With colourful shoelaces, “Düsseldorf Rhein-Ruhr” campaigned to host the Summer Olympic Games in North Rhine-Westphalia. After Munich in 1972, it was high time for the world sporting event to come to Germany again in 2012. The colour scheme combined all of the national flags of the world distributed on a percentage basis. The bid was unsuccessful – London won the race for 2012.
This was the third attempt to bring the Games to North Rhine-Westphalia. This great enthusiasm for competition under the five rings is an indicator of the growing role of sport in society. In the late 1960s, sport was the weapon of choice in the fight against obesity and cardiovascular disease in order to relieve the burden on the healthcare sector. Jürgen Palm of Solingen developed the campaign “Get fit through sport!”, which produced a multitude of fitness trails and the beloved mascot “Trimmy”. Unlike the Olympic bid, Palm’s campaign was very successful: the “nation of couch potatoes” is a thing of the past.

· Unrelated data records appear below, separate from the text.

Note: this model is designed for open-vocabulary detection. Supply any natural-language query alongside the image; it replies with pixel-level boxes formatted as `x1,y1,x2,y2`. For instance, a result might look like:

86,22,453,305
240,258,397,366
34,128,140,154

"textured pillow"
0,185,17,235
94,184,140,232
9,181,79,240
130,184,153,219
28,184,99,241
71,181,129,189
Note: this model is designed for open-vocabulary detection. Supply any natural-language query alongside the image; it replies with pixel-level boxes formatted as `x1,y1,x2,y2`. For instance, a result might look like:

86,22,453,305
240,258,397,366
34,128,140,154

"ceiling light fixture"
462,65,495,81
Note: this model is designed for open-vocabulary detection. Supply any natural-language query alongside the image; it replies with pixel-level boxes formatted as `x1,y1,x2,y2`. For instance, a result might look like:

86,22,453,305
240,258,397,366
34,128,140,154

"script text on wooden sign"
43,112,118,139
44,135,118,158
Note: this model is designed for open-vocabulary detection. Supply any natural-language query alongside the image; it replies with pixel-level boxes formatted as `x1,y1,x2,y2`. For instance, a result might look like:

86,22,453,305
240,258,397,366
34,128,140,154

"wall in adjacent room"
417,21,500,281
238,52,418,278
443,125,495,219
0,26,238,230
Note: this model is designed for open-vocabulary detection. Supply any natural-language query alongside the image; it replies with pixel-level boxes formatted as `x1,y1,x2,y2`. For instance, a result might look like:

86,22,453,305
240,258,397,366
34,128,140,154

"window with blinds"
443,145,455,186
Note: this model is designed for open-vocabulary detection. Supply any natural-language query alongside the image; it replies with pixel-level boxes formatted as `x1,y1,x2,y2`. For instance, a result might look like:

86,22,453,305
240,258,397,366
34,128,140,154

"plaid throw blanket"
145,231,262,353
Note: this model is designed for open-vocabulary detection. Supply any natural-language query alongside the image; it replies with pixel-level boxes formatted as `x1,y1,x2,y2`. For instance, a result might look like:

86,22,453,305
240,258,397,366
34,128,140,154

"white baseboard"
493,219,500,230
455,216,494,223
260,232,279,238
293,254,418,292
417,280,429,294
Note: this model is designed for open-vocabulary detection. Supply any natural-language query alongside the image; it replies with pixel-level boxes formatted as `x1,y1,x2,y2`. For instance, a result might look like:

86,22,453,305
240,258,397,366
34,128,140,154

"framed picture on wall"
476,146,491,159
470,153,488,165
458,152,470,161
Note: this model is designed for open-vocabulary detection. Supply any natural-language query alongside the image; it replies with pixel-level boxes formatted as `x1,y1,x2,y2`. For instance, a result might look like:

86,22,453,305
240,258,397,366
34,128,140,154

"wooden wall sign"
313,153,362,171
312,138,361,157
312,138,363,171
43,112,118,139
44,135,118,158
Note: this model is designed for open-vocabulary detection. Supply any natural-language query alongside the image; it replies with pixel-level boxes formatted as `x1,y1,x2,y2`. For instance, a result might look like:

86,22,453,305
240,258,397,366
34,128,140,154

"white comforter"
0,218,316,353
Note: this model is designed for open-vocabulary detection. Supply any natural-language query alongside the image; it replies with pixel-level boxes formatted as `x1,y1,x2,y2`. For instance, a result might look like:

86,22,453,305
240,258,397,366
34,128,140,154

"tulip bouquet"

Now, North Rhine-Westphalia wants to make history in 2036; private and public initiatives are again hoping to bring home the Olympic Games. They aim to particularly score points with sustainability: the Rhine and Ruhr region boasts plentiful, modern and well-developed stadia, sporting facilities and transport links. The organisers plan to consciously distance the event from the 1936 Berlin Olympic Games run by the National Socialists. 100 years later, this is to be a diverse, welcoming and colourful world celebration of sport taking place under democratic auspices.